Он расставил фужеры каждому с наливочкой украинской.
– Очень привлекательный цвет наливки.
– Ну! Женщины, давайте поздравим друг друга с прошедшим женским днём, выпьем за знакомство.
Муж Валентины протянул руку Варваре.
– Вадим Мурзин.
– Варя Жихарева.
– Валентина Мурзина.
Подняли фужеры. Варя поставила фужер обратно на стол.
– А что так? – удивлённо спросил Вадим.
– Я не пью.
– Для знакомства это не повредит. Это только чуть слабый напиток.
– Давай, Варя, вспомним молодость, ты разве не узнала Вадима?
– Какого Вадима? Ты зачем пригласила меня, чтобы знакомится с твоим этим? Зачем это мне надо? Ты его знаешь, вот и отлично, а мне ни к чему знать.
Немного перекусив, Варвара, поднялась, поблагодарила хозяев и решила уйти. Только накинув пальто, как услышала голос Вадима.
– Варя, разве ты меня не узнаёшь?
– Нет, я вас не знаю совершенно.
– Принеси, Вадим, баян; песенки споём ранешные.
Вадим широко растянул меха, проиграл вступление песни: «Тачанка» и сам запел.
– Ты лети с дороги, птица, зверь с дороги уходи; видишь облако клубится, кони мчатся впереди. И с налёта с поворота по цепи врагов густой; Застрочит из пулемёта пулемётчик молодой. Эх! Тачанка, полтавчанка, наша гордость и краса, конармейская тачанка все четыре колеса…
– Ну что, вспомнила что-нибудь?
– Что ж тут такого? Я её первый раз пела на сцене, когда училась в шестом классе в Норильске. И теперь помню.
– Забылось, по-видимому, всё. И детдомовские годы, и нас тоже.
– А Вадика из шестого класса помнишь, как играл на баяне, а Гоша Свиридов пел на сцене под аккомпанемент Вадима; особенно, когда к нам прибыли раненые отцы с полей сражения после победы над фашистской Германией.
– Откуда же мне его помнить?
– Помнишь хоть трошки детский дом?
– Очень многое помню. Особенно помню Маргариту Ивановну. Кстати ты сама не знаешь, где она живёт?
– После того, как приехал за ней муж дядя Вася после победы, они уехали на Украину. И долгое время жили там. После тяжёлого ранения дядя Вася умер. После, как она овдовела, от горя и слёз из-за скуки по мужу она тоже умерла у мамы на руках. Моя мама медик в клинике Украины.

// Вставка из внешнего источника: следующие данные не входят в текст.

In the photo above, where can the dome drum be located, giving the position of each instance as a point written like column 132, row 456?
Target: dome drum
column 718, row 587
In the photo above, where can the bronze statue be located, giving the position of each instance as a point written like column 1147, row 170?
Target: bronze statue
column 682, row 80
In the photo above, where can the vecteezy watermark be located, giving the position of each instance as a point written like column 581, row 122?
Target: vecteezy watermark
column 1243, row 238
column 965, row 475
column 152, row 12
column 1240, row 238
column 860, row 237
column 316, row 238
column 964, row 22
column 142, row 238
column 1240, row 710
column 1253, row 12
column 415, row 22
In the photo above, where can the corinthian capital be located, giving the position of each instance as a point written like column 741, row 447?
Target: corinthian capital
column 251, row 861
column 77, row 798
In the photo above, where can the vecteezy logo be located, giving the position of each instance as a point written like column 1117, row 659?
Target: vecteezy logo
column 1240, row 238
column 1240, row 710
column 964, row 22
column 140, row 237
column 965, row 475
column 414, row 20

Ты должна помнить её, нашего медика, которая со мной возилась, как с родной дочерью. Помнишь, я обгорела сильно, стоя с тобой у голландки. Все думали, я не жилец. Да, что ты, в самом деле, не помнишь?
– Затупилось всё в голове.
– Из твоей головы родители всю память вышибли. А помнишь, как ты огурцы воровала из кадки у поваров наши?
– Я никогда ничего нигде не воровала. Это я отлично помню, как мне со счёту выдала старший повар. Вот имя отчество её не помню.
– И всё-таки, меня ты, Варенька, помнишь, нет?
– Не припоминаю, – Варя нарочно отрицала свою память о дорогих и близких тогда ей маленьких людях. Она была влюблена не в человека. Она была влюблена в его инструмент, который выдавал мелодичные звуки. Она подходила когда-то к нему, просила, чтобы он ей долго-долго играл, и чтобы она с ним пела.
– Да вот же я, Варенька, вот, гляди мы вместе на одной фотке не случайно. А это моя Валенька, а это ты вот рядом.
– Простите, никого не помню, как видите, повзрослели наши года, и память всё зачеркнула на потом. Оставила нам одни ребусы.
Время за разглядываниями фотографий затянулось до полуночи. Уходить было боязно, тем более идти по улицам города в одиночку.
– Нет, Варвара, я тебе всё же напомню кое-что, – сказала Валентина.
– Если сможешь, помоги восстановить память детства.
– Помнишь Гошу Свиридова, который так красиво пел?